Galp: “Precisamos de um Brent mais baixo do que a maioria”

  • Ana Batalha Oliveira
  • 20 Fevereiro 2018

O CEO da Galp aponta resiliência da empresa como aposta contra possíveis quebras no preço do petróleo. "Temos vindo a reduzir a imprevisibilidade dos nossos ativos", diz Carlos Gomes da Silva.

“Precisamos de um preço de Brent mais baixo do que a maioria das empresas por esse mundo fora”, assinala o CEO da Galp, Carlos Gomes da Silva, no dia da apresentação de resultados. A empresa avança que só precisa do petróleo a cotar nos 25 dólares — isto quando a matéria-prima arrancou o ano a superar os 70 dólares.

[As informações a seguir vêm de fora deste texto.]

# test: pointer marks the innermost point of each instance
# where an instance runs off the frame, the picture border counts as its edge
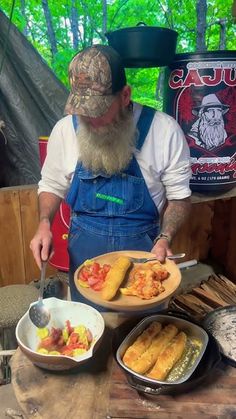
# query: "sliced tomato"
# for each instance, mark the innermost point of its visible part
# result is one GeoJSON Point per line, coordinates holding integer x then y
{"type": "Point", "coordinates": [98, 286]}
{"type": "Point", "coordinates": [70, 329]}
{"type": "Point", "coordinates": [92, 280]}
{"type": "Point", "coordinates": [95, 268]}
{"type": "Point", "coordinates": [106, 268]}
{"type": "Point", "coordinates": [84, 273]}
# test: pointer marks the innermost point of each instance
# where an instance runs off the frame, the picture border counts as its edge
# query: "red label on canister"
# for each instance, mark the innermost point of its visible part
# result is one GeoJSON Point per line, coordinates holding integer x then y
{"type": "Point", "coordinates": [200, 93]}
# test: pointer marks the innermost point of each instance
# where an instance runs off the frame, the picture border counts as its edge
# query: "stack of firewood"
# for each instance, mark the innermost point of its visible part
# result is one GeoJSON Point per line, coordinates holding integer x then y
{"type": "Point", "coordinates": [217, 291]}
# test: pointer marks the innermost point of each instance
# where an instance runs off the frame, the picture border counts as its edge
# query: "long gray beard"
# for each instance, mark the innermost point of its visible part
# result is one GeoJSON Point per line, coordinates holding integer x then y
{"type": "Point", "coordinates": [108, 149]}
{"type": "Point", "coordinates": [212, 135]}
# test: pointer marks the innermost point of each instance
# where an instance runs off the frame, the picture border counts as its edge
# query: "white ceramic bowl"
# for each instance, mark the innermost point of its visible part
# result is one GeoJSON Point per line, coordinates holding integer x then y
{"type": "Point", "coordinates": [76, 313]}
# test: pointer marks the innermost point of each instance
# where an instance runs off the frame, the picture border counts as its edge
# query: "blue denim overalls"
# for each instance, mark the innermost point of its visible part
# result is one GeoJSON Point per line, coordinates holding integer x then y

O barril de Brent, referência na Europa, pode cair até aos 25 dólares sem prejuízo para a Galp — todos os preços acima desta fasquia representam lucro para a empresa. “Temos vindo a reduzir a imprevisibilidade dos nossos ativos“, justifica Carlos Gomes da Silva, num encontro com os jornalistas durante o Capital Markets Day, dia dedicado a apresentar as contas aos investidores na cidade de Londres. O ponto de breakeven — os 25 dólares — é um número que tem vindo a decrescer: “O ano passado estava nos 65 dólares”, relembra o CEO.

O preço de breakeven da Galp encontra-se no primeiro quartil, colocando-se numa posição favorável em relação aos concorrentes.

Para Carlos Gomes da Silva, “não é o próximo ciclo de crescimento que está em causa. Temos obrigação de torná-lo ainda mais rico mantendo o perfil de baixo breakeven“. Segundo o CEO, os 15% de retorno sobre o investimento que coloca como meta “dependem quase exclusivamente de nós e não de investimentos inorgânicos” — isto é, de novos projetos — e quer extrair sobretudo maior valor dos investimentos já existentes. A possibilidade de avançar para o México, confirmou o CEO, foi descartada. “Dos 60 projetos que analisámos o ano passado, só concorremos a dois. E foram os dois que ganhámos”, acrescentou o CFO, Filipe Silva.

Esta terça-feira, o barril de Brent está a cair 0,35% para 65,44 dólares, pouco depois de ter registado a pior semana desde janeiro de 2016, um tombo de 8% que ainda assim pôs o ouro negro a cotar abaixo dos 62 dólares.